Tata Iron and Steel Co Ltd has made a formal request to Union steel secretary Ashok Basu for the waiver of its Steel Development Fund loan.

The company has also expressed its willingness to continue paying the Rs 1 crore per month interest, as stipulated by the fund's managing committee.

Tata Steel's loan plus funded interest amounts to Rs 1,250 crore.

Confirming the development to Business Standard, R C Nandrajog, vice-president, finance, said, "We have requested that the government treat us at par with other companies which have received the benefit of loan waiver from the Steel Development Fund."

"The last three years have been difficult for Tata Steel and we believe that we have reasonable grounds for asking for this benefit. Like other companies which availed of the loan, Tata Steel has also spent the money on modernisation and helping ailing subsidiaries like Timplate Company of India Ltd," he added.

 

A letter to this effect was forwarded by Tata Steel to the steel secretary in mid-April.

The ministry and the fund's managing committee, which has its headquarters in Calcutta, are yet to respond to the request.

The letter was authored by Nandrajog and it clearly hinted that Tata Steel be treated on par with public sector major Steel Authority of India Ltd.

Steel ministry sources said Tata group chairman Ratan Tata was in Delhi around the same time and met Union minister for steel Dilip Ray and Ashok Basu to take up the issue.

Tata Steel managing director Jamshed J Irani had told reporters at a press conference in early April that the company would seek a waiver of the loan, following the government's decision to waive SAIL's Rs 4,650 crore loan.
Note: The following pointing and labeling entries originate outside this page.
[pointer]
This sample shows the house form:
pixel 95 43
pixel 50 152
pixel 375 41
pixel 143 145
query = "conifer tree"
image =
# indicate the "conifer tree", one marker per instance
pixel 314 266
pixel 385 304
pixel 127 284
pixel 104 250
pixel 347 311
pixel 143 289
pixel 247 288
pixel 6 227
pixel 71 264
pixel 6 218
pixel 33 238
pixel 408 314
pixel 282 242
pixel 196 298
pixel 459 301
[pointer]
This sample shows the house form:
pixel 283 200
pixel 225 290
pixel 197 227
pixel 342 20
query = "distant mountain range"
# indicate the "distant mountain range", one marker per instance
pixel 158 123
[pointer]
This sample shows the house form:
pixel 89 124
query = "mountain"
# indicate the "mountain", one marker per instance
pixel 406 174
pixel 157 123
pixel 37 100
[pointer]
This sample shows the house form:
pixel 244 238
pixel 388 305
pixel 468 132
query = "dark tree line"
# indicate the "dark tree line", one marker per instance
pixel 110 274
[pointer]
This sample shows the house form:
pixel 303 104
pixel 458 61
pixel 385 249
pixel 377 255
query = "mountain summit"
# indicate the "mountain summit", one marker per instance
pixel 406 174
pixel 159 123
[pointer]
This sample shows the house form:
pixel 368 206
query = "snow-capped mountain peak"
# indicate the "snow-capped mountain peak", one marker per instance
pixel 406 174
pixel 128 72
While Nandrajog is confident that the government will take a fair decision on the matter, senior SDF officials disagree. "Tata Steel cannot seek to be treated at par with SAIL, since their present financial positions are absolutely different. SAIL has slipped into the red and is likely to close fiscal 1999-2000 with a net loss of Rs 2,000 crore, bringing it perilously close to the Board for Industrial and Financial Reconstruction. Tata Steel, on the other hand, has been consistent with profits."

However, Nandrajog pointed out that Tata Steel, like SAIL, was denied the right to charge for its products at market prices during the control regime. "At that time, Tata Steel was treated as an integrated steel producer, at par with SAIL. The same conditions should apply now," said Nandrajog.